"Un medium excitant parce qu'inclassable"

Interview / Jacques Damez, photographe, coresponsable avec Catherine Dérioz de la galerie Le Réverbère. Propos recueillis par JED


La photographie est-elle aujourd'hui considérée comme un art à part entière ?Jacques Damez : Oui, si l'on se base sur le marché de l'art, sur la présence quantitative de la photographie dans le champ de l'art. Depuis dix ans, elle y a même pris une place quasi prépondérante. Mais cela ne concerne qu'un certain type de photographie dans un certain circuit de diffusion. La photographie la plus représentée aujourd'hui est celle qui vient du documentaire et la photographie plasticienne. Le problème fondamental reste que la place attribuée à la photographie n'est, à mon avis, pas la bonne : elle ne rend pas compte des problématiques propres au médium et c'est une manière de l'étiqueter. Selon moi, la photographie est un médium excitant parce qu'il est inclassable et qu'il couvre un champ hétéroclite (photo industrielle, scientifique, d'auteur, de reportage, de mode...). La photographie n'est que très rarement prise dans sa réalité de questionnement du monde. Quelle est sa spécificité ?Chaque outil artistique a des caractéristiques propres permettant d'exprimer un certain nombre de choses. La photo est le seul médium qui arrête le temps.

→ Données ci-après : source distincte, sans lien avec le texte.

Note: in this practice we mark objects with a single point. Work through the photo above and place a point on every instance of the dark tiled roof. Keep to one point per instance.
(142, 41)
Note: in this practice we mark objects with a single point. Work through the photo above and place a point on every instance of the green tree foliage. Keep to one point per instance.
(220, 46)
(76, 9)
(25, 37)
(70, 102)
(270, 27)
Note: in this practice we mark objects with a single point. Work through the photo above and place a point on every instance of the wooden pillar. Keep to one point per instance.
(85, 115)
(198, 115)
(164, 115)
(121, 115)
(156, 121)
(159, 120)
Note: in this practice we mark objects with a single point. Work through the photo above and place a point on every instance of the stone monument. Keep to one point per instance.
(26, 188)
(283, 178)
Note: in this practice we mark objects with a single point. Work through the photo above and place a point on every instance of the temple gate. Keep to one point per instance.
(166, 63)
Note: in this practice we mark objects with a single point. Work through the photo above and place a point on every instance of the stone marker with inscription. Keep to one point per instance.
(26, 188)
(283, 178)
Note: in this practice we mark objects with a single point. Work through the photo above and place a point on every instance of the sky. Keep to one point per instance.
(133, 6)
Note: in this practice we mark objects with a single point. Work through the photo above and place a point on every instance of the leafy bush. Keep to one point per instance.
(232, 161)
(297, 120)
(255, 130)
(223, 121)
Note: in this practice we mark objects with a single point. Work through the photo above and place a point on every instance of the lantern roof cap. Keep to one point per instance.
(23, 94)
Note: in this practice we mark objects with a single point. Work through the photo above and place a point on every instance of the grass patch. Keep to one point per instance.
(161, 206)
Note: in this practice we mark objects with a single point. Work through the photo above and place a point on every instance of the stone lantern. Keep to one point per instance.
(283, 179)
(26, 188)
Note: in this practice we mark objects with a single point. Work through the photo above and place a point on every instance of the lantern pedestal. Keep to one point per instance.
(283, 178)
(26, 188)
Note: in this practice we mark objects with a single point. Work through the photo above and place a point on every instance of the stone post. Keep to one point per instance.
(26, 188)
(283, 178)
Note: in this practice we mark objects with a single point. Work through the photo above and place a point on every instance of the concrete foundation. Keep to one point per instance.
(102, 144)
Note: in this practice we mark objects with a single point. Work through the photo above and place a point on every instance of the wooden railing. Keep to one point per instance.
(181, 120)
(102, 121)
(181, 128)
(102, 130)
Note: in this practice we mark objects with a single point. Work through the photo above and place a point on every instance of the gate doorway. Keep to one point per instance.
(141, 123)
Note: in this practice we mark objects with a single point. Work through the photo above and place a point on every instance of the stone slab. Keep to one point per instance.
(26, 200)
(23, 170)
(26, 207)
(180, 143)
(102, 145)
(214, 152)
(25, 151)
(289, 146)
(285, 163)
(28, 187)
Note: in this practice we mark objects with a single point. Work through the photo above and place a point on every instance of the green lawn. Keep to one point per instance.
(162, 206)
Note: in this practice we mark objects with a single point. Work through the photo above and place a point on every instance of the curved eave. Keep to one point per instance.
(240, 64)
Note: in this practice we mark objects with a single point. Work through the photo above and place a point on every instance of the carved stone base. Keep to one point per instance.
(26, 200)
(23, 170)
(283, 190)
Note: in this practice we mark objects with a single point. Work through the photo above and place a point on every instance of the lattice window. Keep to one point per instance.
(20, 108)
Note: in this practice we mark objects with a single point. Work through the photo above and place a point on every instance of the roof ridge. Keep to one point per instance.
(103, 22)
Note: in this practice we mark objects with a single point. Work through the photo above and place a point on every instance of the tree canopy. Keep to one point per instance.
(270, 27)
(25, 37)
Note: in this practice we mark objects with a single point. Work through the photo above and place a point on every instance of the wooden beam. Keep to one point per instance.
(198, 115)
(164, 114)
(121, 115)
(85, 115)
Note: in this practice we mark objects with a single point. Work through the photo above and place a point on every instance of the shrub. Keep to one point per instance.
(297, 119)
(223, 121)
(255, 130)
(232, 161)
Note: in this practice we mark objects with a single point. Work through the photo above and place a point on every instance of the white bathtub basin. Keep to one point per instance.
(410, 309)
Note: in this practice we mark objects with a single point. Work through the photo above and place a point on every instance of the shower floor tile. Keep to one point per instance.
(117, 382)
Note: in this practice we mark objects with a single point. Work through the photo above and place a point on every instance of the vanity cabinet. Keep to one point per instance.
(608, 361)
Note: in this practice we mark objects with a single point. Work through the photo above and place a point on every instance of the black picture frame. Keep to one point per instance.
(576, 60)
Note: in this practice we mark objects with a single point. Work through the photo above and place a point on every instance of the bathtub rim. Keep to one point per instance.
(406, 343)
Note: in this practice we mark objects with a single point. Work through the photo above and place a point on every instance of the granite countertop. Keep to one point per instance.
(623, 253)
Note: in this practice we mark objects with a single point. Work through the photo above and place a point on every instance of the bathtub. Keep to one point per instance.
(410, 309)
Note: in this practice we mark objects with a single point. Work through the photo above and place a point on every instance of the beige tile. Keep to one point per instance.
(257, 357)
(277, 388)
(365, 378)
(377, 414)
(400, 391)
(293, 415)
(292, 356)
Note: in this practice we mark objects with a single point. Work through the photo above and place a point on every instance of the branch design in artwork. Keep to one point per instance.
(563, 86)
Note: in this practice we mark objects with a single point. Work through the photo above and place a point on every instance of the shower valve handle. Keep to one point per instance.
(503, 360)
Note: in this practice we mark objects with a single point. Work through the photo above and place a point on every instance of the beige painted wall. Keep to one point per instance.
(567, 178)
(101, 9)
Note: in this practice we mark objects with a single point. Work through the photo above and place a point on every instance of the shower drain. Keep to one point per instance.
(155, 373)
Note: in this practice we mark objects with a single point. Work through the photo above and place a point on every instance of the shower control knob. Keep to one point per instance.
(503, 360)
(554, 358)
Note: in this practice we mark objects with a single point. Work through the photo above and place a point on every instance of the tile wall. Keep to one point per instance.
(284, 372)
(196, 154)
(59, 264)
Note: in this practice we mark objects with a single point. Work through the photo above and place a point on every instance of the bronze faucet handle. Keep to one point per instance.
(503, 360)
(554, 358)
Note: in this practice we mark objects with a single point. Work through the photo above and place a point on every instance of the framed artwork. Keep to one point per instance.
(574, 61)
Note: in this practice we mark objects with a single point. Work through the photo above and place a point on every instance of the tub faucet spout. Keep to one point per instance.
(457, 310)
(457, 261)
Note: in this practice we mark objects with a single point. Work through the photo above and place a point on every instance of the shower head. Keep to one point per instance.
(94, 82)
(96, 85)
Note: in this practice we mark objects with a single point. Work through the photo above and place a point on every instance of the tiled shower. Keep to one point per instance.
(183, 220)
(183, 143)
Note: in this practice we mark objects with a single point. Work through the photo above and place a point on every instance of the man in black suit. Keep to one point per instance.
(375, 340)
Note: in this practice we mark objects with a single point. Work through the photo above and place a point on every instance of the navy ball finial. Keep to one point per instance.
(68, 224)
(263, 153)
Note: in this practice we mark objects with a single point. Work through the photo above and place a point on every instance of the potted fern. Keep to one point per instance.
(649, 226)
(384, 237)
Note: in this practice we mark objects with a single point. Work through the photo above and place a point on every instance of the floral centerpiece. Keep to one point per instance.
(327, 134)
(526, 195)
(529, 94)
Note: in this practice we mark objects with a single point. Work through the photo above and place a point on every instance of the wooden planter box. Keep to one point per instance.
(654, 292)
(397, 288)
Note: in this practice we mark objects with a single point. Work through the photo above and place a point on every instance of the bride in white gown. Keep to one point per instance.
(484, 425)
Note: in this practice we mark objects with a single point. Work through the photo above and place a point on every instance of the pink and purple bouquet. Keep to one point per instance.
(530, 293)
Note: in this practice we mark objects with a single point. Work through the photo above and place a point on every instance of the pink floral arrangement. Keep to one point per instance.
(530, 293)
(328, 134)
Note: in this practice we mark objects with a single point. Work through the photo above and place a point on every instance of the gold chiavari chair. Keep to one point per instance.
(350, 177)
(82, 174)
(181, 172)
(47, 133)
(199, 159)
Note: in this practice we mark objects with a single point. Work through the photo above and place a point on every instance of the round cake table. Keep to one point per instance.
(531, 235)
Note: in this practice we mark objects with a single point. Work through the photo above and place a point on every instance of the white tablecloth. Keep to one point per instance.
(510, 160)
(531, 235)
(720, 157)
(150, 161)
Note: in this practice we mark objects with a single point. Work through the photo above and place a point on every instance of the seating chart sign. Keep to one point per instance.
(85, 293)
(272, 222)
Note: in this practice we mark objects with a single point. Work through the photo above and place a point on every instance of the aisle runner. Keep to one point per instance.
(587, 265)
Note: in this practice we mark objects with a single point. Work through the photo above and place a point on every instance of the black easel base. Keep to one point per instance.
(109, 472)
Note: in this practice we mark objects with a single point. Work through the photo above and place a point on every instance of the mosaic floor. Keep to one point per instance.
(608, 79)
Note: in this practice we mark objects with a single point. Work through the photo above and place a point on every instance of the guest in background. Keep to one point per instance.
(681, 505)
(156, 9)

C'est ce qui la différencie de l'écriture, du cinéma... Je ne crois pas au mélange des médiums qui mène à des objets indéfinis, soit disant propres à la contemporanéité. Je pense que la contemporanéité consiste au contraire en la capacité de se confronter à un médium.Cette position théorique se retrouve-t-elle dans la ligne du Réverbère ?Oui. Nous ne défendons pas de chapelle : on expose aussi bien William Klein que Rip Hopkins ou Lansley&Bendon, aussi bien de la photographie du réel que de la photographie plasticienne. Tous sont dans des questionnements de l'utilisation du médium photographique. Après, nos choix dépendent de la qualité d'écriture, évaluée à l'aune de nos compétences et de nos connaissances. Nous essayons de présenter des artistes ayant des particularités originales et qui ne soient pas dans la répétition. Être galeriste c'est aussi avoir une position de politique culturelle : on définit un espace et on affirme que, pour nous, cet espace-là est le plus important à une date donnée.